Quando todas as histórias finalmente se encontram, percebemos que praticamente nada estava ali por acaso.

E que histórias!



Temos um ex-soldado destruído pelos traumas da guerra.

Um ex-ator pornô tentando reconstruir a própria vida depois de ser explorado por um homem poderoso.

Um jovem injustamente acusado que acaba descobrindo uma rede de crimes muito maior do que imaginava.

E outro rapaz que abre mão da própria felicidade ao descobrir uma verdade devastadora sobre sua família.

Cada uma dessas histórias poderia facilmente render um romance independente.

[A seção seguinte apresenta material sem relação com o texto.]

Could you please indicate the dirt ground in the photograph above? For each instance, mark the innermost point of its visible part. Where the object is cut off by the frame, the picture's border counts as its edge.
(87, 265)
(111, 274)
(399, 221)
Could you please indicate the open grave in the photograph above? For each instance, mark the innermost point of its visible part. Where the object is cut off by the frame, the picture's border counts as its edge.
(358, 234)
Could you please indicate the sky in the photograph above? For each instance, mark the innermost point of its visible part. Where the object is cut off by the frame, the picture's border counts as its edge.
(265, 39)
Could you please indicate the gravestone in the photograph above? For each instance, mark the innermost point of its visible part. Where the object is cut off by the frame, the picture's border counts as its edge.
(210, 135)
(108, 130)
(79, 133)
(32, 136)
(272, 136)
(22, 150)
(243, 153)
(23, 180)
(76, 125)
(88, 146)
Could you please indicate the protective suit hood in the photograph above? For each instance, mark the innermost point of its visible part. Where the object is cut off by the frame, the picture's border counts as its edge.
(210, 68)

Talvez eu apenas tivesse organizado essas narrativas de forma um pouco diferente. Gostaria de acompanhar cada suspeito de maneira mais linear, antes de retornar à investigação principal.

Mas também me pergunto:

Será que isso faria o leitor se sentir realmente um investigador?

Provavelmente não.

Uma investigação de verdade não acontece de forma organizada. Ela é caótica. As pistas surgem fora de ordem. Pessoas mentem. Hipóteses são descartadas. Outras aparecem de repente.

Talvez o desconforto que senti durante a leitura fosse exatamente o desconforto que Strike também sentia tentando montar aquele enorme quebra-cabeça.

E isso é um mérito da autora.


Robin e Strike continuam sendo o coração da série

Por mais complexo que seja o caso, existe uma verdade que nenhum leitor da série consegue negar:

Nós queremos saber se Robin e Strike finalmente ficarão juntos.

O romance entre os dois continua sendo construído de forma lenta, quase dolorosa.

Robin tenta seguir em frente.

Strike tenta convencer a si mesmo de que preservar a amizade é mais importante do que confessar seus sentimentos.



Enquanto isso, Ryan Murphy parecia representar a escolha perfeita.

Mas Rowling faz questão de lembrar que pessoas aparentemente perfeitas também carregam inseguranças.

Murphy não é um vilão.

É apenas alguém que percebe, antes mesmo dos protagonistas, aquilo que o leitor já sabe há vários livros: Robin e Strike pertencem um ao outro.

Quando Strike finalmente reúne coragem para abrir o coração, a reação de Robin é uma das cenas mais humanas da série.

Ela não corre para os braços dele.

Ela fica magoada.

E faz sentido.

Depois de anos escondendo sentimentos, Strike escolhe justamente o momento mais complicado da vida dela para dizer aquilo.

Acho que qualquer pessoa reagiria da mesma forma.

E, como se não bastasse, Robert Galbraith encerra o livro exatamente nesse ponto.

Crueldade?

Talvez.

Eficiência narrativa?

Sem dúvida.


Uma observação curiosa

Enquanto lia, tive a impressão de que a campanha difamatória sofrida por Strike na imprensa lembrava muito a própria trajetória pública de J. K. Rowling.

Não sei se essa foi uma intenção consciente da autora.

Mas é difícil não enxergar algumas semelhanças na maneira como Strike precisa conviver com julgamentos públicos, manchetes sensacionalistas e pessoas formando opiniões sem conhecer toda a verdade.


Considerações finais

O Homem Marcado talvez seja o livro mais complexo da série.

Também é, provavelmente, o que mais exige do leitor.

Nem sempre concordei com a forma como algumas deduções foram apresentadas.

Em alguns momentos, senti que Strike tinha acesso a peças do quebra-cabeça que nós não tínhamos.

Mas, quando fechei o livro, percebi que havia vivido exatamente aquilo que espero de um grande romance policial:

Investiguei.

Errei.

Mudei de teoria inúmeras vezes.

Desconfiei das pessoas erradas.

E fui surpreendido pelo desfecho.

No fim das contas, Robert Galbraith conseguiu exatamente o que pretendia.

Durante centenas de páginas, eu não fui apenas um leitor.

Fui mais um investigador tentando acompanhar Cormoran Strike e Robin Ellacott.

E, sinceramente...

Espero que essa série nunca termine.

Porque, por mais complicado que seja o caso, sempre vale a pena voltar à agência de Denmark Street para acompanhar mais uma investigação dessa dupla extraordinária.